5 相談及び調査をつかさどる所員は、児童福祉司たる資格を有する者でなければならない。
(児童の一時保護施設)
第十二条の四 児童相談所には、必要に応じ、児童を【一時保護】する施設を設けなければならない。
(命令への委任)
第十二条の五 この法律で定めるもののほか、児童相談所の管轄区域その他児童相談所に関し必要な事項は、命令でこれを定める。
(保健所の業務等)
第十二条の六 保健所は、この法律の施行に関し、主として次の業務を行うものとする。
一 児童の保健について、正しい衛生知識の普及を図ること。
二 児童の健康相談に応じ、又は健康診査を行い、必要に応じ、保健指導を行うこと。
三 身体に障害のある児童及び疾病により長期にわたり療養を必要とする児童の療育について、指導を行うこと。
四 児童福祉施設に対し、栄養の改善その他衛生に関し、必要な助言を与えること。
2 児童相談所長は、相談に応じた児童、その保護者又は妊産婦について、保健所に対し、保健指導その他の必要な協力を求めることができる。
児童相談所について言及する法律として、「児童虐待の防止等に関する法律」があります。その第6条(児童虐待に係る通告)において、「児童虐待を受けたと思われる児童を発見した者は、速やかに、これを市町村、都道府県の設置する福祉事務所若しくは児童相談所又は児童委員を介して市町村、都道府県の設置する福祉事務所若しくは児童相談所に通告しなければならない」とあります。
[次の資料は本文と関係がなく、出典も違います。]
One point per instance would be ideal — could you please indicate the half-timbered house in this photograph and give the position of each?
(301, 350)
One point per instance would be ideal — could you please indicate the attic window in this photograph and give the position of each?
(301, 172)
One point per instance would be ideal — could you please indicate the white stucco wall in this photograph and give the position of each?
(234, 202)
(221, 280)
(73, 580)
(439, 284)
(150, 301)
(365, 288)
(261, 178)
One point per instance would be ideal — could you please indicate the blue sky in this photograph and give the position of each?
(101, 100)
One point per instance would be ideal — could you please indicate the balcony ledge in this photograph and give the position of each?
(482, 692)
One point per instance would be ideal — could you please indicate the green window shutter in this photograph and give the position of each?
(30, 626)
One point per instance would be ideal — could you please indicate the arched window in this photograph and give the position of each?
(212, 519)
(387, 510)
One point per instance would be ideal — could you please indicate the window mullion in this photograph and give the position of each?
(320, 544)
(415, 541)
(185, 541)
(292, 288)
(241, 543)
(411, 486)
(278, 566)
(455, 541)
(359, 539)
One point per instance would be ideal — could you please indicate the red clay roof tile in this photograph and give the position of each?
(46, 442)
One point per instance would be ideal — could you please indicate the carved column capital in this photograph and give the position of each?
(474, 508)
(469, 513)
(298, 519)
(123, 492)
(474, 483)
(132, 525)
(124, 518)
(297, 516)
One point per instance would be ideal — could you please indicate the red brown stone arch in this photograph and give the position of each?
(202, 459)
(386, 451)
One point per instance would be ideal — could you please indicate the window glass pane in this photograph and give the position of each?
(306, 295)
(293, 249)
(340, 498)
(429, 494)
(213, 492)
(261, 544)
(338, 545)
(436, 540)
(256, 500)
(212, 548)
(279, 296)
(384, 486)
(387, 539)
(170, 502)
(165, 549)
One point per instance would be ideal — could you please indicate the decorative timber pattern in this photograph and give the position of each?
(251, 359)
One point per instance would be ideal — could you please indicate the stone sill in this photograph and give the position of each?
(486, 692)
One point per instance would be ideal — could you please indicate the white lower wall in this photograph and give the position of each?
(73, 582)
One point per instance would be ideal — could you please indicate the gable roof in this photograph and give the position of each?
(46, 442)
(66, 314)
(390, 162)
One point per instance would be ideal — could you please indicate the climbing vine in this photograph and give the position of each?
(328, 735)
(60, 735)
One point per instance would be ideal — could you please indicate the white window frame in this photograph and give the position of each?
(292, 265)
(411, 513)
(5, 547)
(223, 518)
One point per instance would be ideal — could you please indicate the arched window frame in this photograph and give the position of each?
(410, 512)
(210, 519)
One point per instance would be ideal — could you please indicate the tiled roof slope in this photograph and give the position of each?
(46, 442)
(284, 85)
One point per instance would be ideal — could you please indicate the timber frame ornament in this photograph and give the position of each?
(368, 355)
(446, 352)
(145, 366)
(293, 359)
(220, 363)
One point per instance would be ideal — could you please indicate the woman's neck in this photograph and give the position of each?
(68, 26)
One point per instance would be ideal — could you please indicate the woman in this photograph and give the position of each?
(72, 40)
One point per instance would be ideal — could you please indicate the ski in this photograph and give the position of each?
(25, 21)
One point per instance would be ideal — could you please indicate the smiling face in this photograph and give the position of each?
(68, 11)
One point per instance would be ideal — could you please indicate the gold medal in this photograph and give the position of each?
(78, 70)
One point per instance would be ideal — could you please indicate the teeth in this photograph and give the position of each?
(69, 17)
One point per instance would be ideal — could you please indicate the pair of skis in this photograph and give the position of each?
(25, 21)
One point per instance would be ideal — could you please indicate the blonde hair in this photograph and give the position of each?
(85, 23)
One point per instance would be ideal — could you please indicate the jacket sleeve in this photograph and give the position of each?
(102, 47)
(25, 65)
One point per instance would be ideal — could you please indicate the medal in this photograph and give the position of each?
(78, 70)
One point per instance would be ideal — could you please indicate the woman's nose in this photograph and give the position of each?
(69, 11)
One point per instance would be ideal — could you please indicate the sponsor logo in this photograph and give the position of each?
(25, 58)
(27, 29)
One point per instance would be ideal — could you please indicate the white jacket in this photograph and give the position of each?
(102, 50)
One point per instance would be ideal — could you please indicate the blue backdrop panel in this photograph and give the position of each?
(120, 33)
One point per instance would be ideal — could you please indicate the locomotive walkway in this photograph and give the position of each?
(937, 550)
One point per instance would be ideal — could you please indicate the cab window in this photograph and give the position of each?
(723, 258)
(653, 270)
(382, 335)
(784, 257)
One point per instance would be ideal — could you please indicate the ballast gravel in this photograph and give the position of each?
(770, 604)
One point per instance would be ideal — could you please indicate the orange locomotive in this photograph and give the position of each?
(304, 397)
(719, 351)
また、同条第3項、「刑法の秘密漏示罪の規定その他の守秘義務に関する法律の規定は、第一項の規定による通告をする義務の遵守を妨げるものと解釈してはならない」とあり、通告することが優先されます。
このあたりは公認心理師の守秘義務にも参考になりそうです。
第8条 市町村又は都道府県の設置する福祉事務所が第6条第1項の規定による通告を受けたときは、市町村又は福祉事務所の長は、必要に応じ近隣住民、学校の教職員、児童福祉施設の職員その他の者の協力を得つつ、当該児童との面会その他の当該児童の安全の確認を行うための措置を講ずるとともに、必要に応じ次に掲げる措置を採るものとする。
1児童福祉法第25条の7第1項第1号 若しくは第2項第1号 又は第25五条の8第1号の規定により当該児童を児童相談所に送致すること。
2当該児童のうち次条第1項の規定による出頭の求め及び調査若しくは質問、第9条第1項の規定による立入り及び調査若しくは質問又は児童福祉法第33条第1項 若しくは第2項の規定による一時保護の実施が適当であると認めるものを都道府県知事又は児童相談所長へ通知すること。
2 児童相談所が第6条第1項の規定による通告又は児童福祉法第25条の7第1項第1号 若しくは第2項第1号又は第25条の8第1号 の規定による送致を受けたときは、児童相談所長は、必要に応じ近隣住民、学校の教職員、児童福祉施設の職員その他の者の協力を得つつ、当該児童との面会その他の当該児童の安全の確認を行うための措置を講ずるとともに、必要に応じ同法第33条第1項の規定による一時保護を行うものとする。
3 前二項の児童の安全の確認を行うための措置、児童相談所への送致又は一時保護を行う者は、速やかにこれを行うものとする。
以上、児童相談所は主に前回の児童福祉法と今回の児童虐待防止法に言及があります。
厚労省の児童相談所の運営方針も参照ください。